Some enterprises continue to dismiss internal social networks as a security risk and as a distraction from doing “real work”. However a growing number of enterprises are finding that internal social networks are an excellent tool for unlocking the creative capacity of their own staff. This is even happening in more risk averse sectors such as government. Early this year, Ovum published a case study that looked at the use of social networking in the South Australian Department of Premier and Cabinet. In this case study, internal social networking was found to be an excellent method for opening discussion across corporate stovepipes and for testing ideas.
However in the rush to generate ideas, expectations can be raised to a level that is beyond the delivery capacity of the enterprise. The big challenge for the shoestring innovator is to manage expectations and keep the ideas generation process focused on priority issues for the enterprise. Ideas generation is not so much about creating a flood of ideas, but about creating a flow of useful ideas.
Innovation diffusion is the key to success
Innovation diffusion is a big topic and is the subject of countless articles. However, for the shoestring innovator, diffusion needs to be distilled down to one fundamental question. How can good ideas be turned into great outcomes? In the end it is all about outcomes. Even great innovation will languish, unless it gains acceptance within its target population.
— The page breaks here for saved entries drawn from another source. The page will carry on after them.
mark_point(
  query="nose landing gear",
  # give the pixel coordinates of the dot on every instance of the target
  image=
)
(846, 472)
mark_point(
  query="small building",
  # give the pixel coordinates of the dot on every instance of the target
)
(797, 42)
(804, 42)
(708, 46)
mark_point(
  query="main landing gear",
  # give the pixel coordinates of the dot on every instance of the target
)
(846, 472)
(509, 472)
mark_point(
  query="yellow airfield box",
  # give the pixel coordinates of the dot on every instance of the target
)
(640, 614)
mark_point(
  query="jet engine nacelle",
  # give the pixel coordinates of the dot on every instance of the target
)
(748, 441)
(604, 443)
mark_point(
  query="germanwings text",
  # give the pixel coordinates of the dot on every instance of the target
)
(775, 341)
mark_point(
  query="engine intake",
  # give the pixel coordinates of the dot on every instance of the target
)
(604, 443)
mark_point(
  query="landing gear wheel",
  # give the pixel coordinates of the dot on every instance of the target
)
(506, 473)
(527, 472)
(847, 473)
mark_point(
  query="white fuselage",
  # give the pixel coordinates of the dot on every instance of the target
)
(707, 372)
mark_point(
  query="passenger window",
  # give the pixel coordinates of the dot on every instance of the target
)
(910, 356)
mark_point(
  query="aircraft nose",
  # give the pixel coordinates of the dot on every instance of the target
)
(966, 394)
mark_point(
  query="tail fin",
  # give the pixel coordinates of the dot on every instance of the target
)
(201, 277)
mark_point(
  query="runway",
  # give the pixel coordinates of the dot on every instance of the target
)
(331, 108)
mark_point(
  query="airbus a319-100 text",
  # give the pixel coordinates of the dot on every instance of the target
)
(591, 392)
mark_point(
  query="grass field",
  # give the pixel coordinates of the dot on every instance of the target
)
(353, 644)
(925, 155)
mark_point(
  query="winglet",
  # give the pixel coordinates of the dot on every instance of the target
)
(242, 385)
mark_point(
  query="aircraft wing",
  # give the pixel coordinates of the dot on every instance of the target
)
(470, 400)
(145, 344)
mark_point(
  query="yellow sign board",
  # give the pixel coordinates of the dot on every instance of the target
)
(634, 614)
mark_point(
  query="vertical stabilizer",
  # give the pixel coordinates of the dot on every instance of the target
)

Innovation diffusion can be a significant source of frustration for senior executives, as seemingly good ideas fail to take hold. Frustrated executives sometimes ask, “Why can’t we be more innovative just like Google, Apple or Microsoft?” However, there is no point trying to mimic other companies in other sectors. Innovation diffusion can only occur at a rate that matches the circumstances of each enterprise and only in the competitive context of each business sector.
Over the last year, many enterprises have struggled to deliver big, transformational IT projects. While these big projects may satisfy corporate aspirations to be leaders in innovation, the real test is not the size of the project, but the outcome it delivers.
Flexible technology is crucial for the innovative enterprise
Tight budgets are a constant reality for today’s CIOs. Sometimes there is an instinctive reaction to circle the wagons, fend off all additional expenditure requests, and deliver systems that meet minimum business requirements. However Ovum research indicates that, for many enterprises, these just set up the IT function for further cuts. An alternative approach is to treat the innovation agenda as an opportunity for growth. This means slimming down and becoming more agile. It requires business discussions built around outcomes rather than requirements, and a greater use of configurable solutions such as commercial-off-the-shelf software and cloud services. In order to become a respected player in corporate innovation, business executives will need to adopt a more pragmatic approach to requirements and expectations, and the IT department will need to learn to work with new tools. Doctor, heal thyself!